Nervous Itch

I’m doing several production runs this week at the press. This morning I was folding a collated set of 95 manuscripts of a lovely poetry chapbook, Curie, by Jessica Cuello. After many reviews of the manuscript and conversations with the author, handling the physical book brings a particular pleasure, some hybrid between the satisfaction of physical craft—hammering together a bookcase—and finishing a poem, when you feel that last line both snap shut and open wide.

I’m distracted and then annoyed, as I work, by the back of my left shoulder, a waxing and waning sensation that my brain starts to name “itchy” till it veers somewhere closer to pain. Neural damage is like that, slippery, hard to categorize. Usually mine is no more than a mild intermittent distraction. A year ago, I stopped a medication that had pushed the neuropathy on the soles of my feet to the point of, if not precisely pain, a level of distraction which prevented sleep or clear thinking.

These defects are remnants of my survival. We go through stuff. If we persist, there’s usually residual scarring. It’s an interesting metaphor for our inner lives, where we also carry scars, and broken places that can’t fully be restored or properly healed. We go on, sometimes quite well and happily, but the broken places are there, reminding us every so often of where we’ve been.

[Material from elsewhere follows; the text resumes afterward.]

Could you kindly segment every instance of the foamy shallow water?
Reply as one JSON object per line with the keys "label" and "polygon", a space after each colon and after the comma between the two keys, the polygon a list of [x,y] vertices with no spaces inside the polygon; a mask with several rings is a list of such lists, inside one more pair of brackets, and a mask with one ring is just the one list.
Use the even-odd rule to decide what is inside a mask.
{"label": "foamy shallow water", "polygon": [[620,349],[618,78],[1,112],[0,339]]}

Last week I had the privilege of participating in a thesis defense of a wonderful poet. Jocelyn Adams is a high school senior, and had put together a manuscript of poems for which I was the outside advisor. A very adroit teacher who runs the senior thesis program commented on what he called a certain itchy quality, in her poems. This made me smile, not least because I was so grateful to see a talented writer understood and supported in school–it’s not always like that. Mr. Harris put his finger on the poetic parallel to physical nerve twinges, and it is indeed one of the quiet, persistent qualities which infuses and energizes Jocelyn’s work.

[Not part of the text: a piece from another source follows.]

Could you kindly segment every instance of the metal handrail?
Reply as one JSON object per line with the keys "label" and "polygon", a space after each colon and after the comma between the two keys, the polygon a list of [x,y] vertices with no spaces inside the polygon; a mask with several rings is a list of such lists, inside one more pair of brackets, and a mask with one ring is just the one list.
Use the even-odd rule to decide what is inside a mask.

Nerves grow back when they are cut. Not always fully or even correctly, but they do try to knit their torn ends back to wholeness—not unlike the way we sometimes stumble around a poem seeking a sign of healing. I first learned the patient and slightly miraculous ways of the nerve after slicing open my finger. Cleaning up my studio one day, tired from painting and from work before that, I took a single edged razor blade to a glass pallet onto which had hardened several layers of oil paint. This seems impressively stupid in retrospect. I did not even own a holder, an Exacto knife type of handle for the razor blades. As I forced the blade against the hardened paint glops, it slipped and I opened the pad of my left index finger nearly to the bone.

So what did I do? I washed it and wrapped it in a clean paper towel. It continued to bleed off and on for a day or two. I must have nicked a tiny artery. I just kept washing it off and tightening a fresh Bandaid around it. If it would not stop bleeding, I held my hand over my head for a few minutes, and that did the trick. Health insurance, or the lack thereof for working artists, is a whole other discussion. This was on the order of 30 years ago. The scar is barely visible anymore, but as I write this I feel a ghost throb where the nerve was cut.

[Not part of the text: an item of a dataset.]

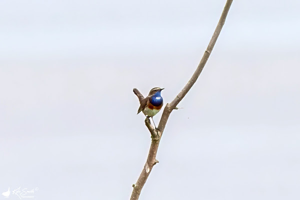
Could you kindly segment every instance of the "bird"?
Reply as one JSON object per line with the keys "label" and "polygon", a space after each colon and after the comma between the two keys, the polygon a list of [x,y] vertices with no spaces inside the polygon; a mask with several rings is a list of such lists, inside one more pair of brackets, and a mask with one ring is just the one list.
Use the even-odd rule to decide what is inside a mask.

For the first handful of years after the accident, I had no sensation at all on that finger pad, distal to the cut. It’s surprising how often this comes up in everyday life. I’d have thought the index finger of my non-dominant hand wasn’t utilized for all that much sensory exploration. Avoiding that fingertip as point man in any activity became habit. I assumed it would always be that way, but after the acute pain of the injury had subsided and the surface had closed well and was less angry at the scar—on the order of a decade later—I felt twinges of what I would come to know as the particular pain of nerve healing.

So now, when the back of my shoulder intrudes on my thoughts with unpleasant sensations, part of me is annoyed. But I also have to smile, because despite expectation, it seems the cut nerves there are making their way home to one another. Knitting back together what was traumatically severed in the rush to save me from worse fates.

Life seems to revolve this way, large and small traumatic interruptions and damages dancing with some kind of healing process, however kattywompus. Little intimations of mortality, little flashes of redemption.

It’s time to print out some covers, and get back to folding manuscripts. Watch for a book from Jocelyn, too, soon. We intend to take that thesis into book form, and it’ll be a short distance.